Episodic Memories Generation and Evaluation Benchmark for Large Language Models
Alexis Huet, Zied Ben Houidi, Dario Rossi
TL;DR
The paper defines episodic memory as time- and space-grounded recall and argues that current LLMs lack robust episodic memory, which causes confabulations and poor long-range reasoning. It introduces a cognitive-science–inspired framework and a contamination-free synthetic benchmark to model and evaluate episodic memory in LLMs, including an open-source framework and 11 datasets. By evaluating GPT-4o, Claude variants, Llama 3.1, and o1-mini across in-context, retrieval-augmented, and fine-tuning memory setups, the study finds that even top models struggle with tasks requiring tracking multiple related events and complex spatio-temporal relations, and that naive fine-tuning does not generalize beyond single-event memorization. These results underscore the need for new architectures and training paradigms to enable persistent, grounded episodic memory in AI systems, with the benchmark serving as a scalable, controllable testbed for future work.
Abstract
Episodic memory -- the ability to recall specific events grounded in time and space -- is a cornerstone of human cognition, enabling not only coherent storytelling, but also planning and decision-making. Despite their remarkable capabilities, Large Language Models (LLMs) lack a robust mechanism for episodic memory: we argue that integrating episodic memory capabilities into LLM is essential for advancing AI towards human-like cognition, increasing their potential to reason consistently and ground their output in real-world episodic events, hence avoiding confabulations.
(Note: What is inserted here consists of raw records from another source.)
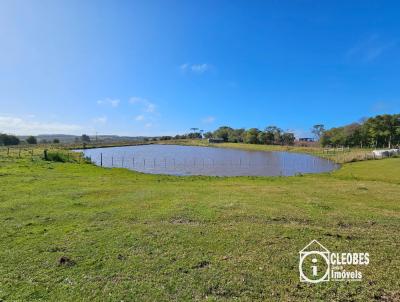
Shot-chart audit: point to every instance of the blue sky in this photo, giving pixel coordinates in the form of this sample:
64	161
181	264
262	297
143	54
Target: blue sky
162	67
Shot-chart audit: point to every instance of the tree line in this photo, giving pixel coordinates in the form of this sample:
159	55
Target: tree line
380	131
271	135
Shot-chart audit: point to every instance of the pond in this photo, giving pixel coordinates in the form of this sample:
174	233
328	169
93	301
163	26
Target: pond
194	160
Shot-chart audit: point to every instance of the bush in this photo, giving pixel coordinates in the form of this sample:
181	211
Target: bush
31	140
8	140
57	157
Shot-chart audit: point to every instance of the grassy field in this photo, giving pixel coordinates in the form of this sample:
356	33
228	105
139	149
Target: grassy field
77	232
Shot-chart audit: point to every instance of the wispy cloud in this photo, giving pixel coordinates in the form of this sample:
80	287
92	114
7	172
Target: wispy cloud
139	118
109	102
195	68
20	126
369	49
100	120
148	113
208	120
146	104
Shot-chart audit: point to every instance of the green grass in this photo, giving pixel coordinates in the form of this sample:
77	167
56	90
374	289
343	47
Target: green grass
137	237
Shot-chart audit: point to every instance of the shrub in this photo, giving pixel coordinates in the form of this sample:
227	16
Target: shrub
31	140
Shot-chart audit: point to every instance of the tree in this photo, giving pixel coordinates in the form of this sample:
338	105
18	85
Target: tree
85	138
251	136
273	135
223	132
288	138
318	130
208	134
8	140
31	140
194	135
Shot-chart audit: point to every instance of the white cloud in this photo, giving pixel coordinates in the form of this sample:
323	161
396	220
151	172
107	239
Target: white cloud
139	118
369	49
208	120
19	126
146	104
100	120
195	68
108	101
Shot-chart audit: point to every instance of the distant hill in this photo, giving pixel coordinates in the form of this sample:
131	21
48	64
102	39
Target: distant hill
66	138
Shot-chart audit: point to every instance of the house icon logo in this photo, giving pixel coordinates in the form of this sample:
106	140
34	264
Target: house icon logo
314	265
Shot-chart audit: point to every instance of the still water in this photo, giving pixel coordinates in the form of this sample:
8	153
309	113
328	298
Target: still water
193	160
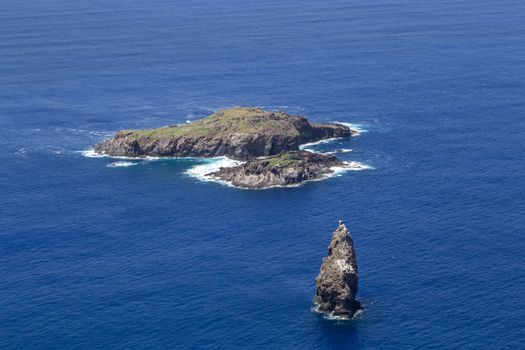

To address this challenge, we introduce a comprehensive framework to model and evaluate LLM episodic memory capabilities. Drawing inspiration from cognitive science, we develop a structured approach to represent episodic events, encapsulating temporal and spatial contexts, involved entities, and detailed descriptions. We synthesize a unique episodic memory benchmark, free from contamination, and release open source code and datasets to assess LLM performance across various recall and episodic reasoning tasks. Our evaluation of state-of-the-art models, including GPT-4 and Claude variants, Llama 3.1, and o1-mini, reveals that even the most advanced LLMs struggle with episodic memory tasks, particularly when dealing with multiple related events or complex spatio-temporal relationships -- even in contexts as short as 10k-100k tokens.